Story Detail of id 47451192 | Liveview Hacker News

mjg5914 hours ago | on: FSF statement on copyright infringement lawsuit Bartz v. Anthropic

Where's the threat? The FSF was notified that as part of the settlement in Bartz v. Anthropic they were potentially entitled to money, but in this case the works in question were released under a license that allowed free duplication and distribution so no harm was caused. There's then a note that if the FSF had been involved in such a suit they'd insist on any settlement requiring that the trained model be released under a free license. But they weren't, and they're not.

(Edit: In the event of it being changed to match the actual article title, the current subject line for this thread is " FSF Threatens Anthropic over Infringed Copyright: Share Your LLMs Freel")

teiferer13 hours ago | parent | next

> but in this case the works in question were released under a license that allowed free duplication and distribution so no harm was caused.

FSF licenses contain attribution and copyleft clauses. It's "do whatever you want with it provided that you X, Y and Z". Just taking the first part without the second part is a breach of the license.

It's like renting a car without paying and then claiming "well you said I can drive around with it for the rest of the day, so where is the harm?" while conveniently ignoring the payment clause.

You maybe confusing this with a "public domain" license.

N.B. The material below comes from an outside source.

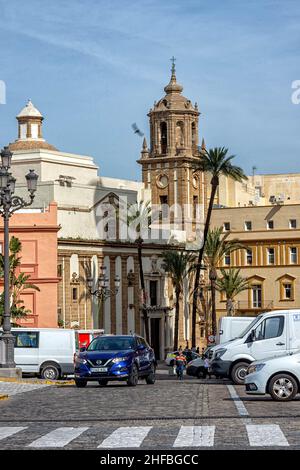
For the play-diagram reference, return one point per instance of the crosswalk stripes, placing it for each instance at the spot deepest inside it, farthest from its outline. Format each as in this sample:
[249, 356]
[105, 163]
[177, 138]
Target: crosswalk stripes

mjg5912 hours ago | root | parent | next

If what you do with a copyrighted work is covered by fair use it doesn't matter what the license says - you can do it anyway. The GFDL imposes restrictions on distribution, not copying, so merely downloading a copy imposes no obligation on you and so isn't a copyright infringement either.

I used to be on the FSF board of directors. I have provided legal testimony regarding copyleft licenses. I am excruciatingly aware of the difference between a copyleft license and the public domain.

danlitt11 hours ago | root | parent | next

> I am excruciatingly aware of the difference between a copyleft license and the public domain.

Then why did you say "no harm was caused"? Clearly the harm of "using our copylefted work to create proprietary software" was caused. Do you just mean economic harm? If so, I think that's where the parent comments confusion originates.

loading story #47456353

friendzis10 hours ago | root | parent | next

> The GFDL imposes restrictions on distribution, not copying, so merely downloading a copy imposes no obligation on you and so isn't a copyright infringement either.

The restrictions fall not only on verbatim distribution, but derivative works too. I am not aware whether model outputs are settled to be or not to be (hehe) derivative works in a court of law, but that question is at the vey least very much valid.

mcherm9 hours ago | root | parent | next

It's the third sentence of the article:

> the district court ruled that using the books to train LLMs was fair use but left for trial the question of whether downloading them for this purpose was legal.

friendzis9 hours ago | root | parent

No, those are separate issues.

The pipeline is something like: download material -> store material -> train models on material -> store models trained on material -> serve output generated from models.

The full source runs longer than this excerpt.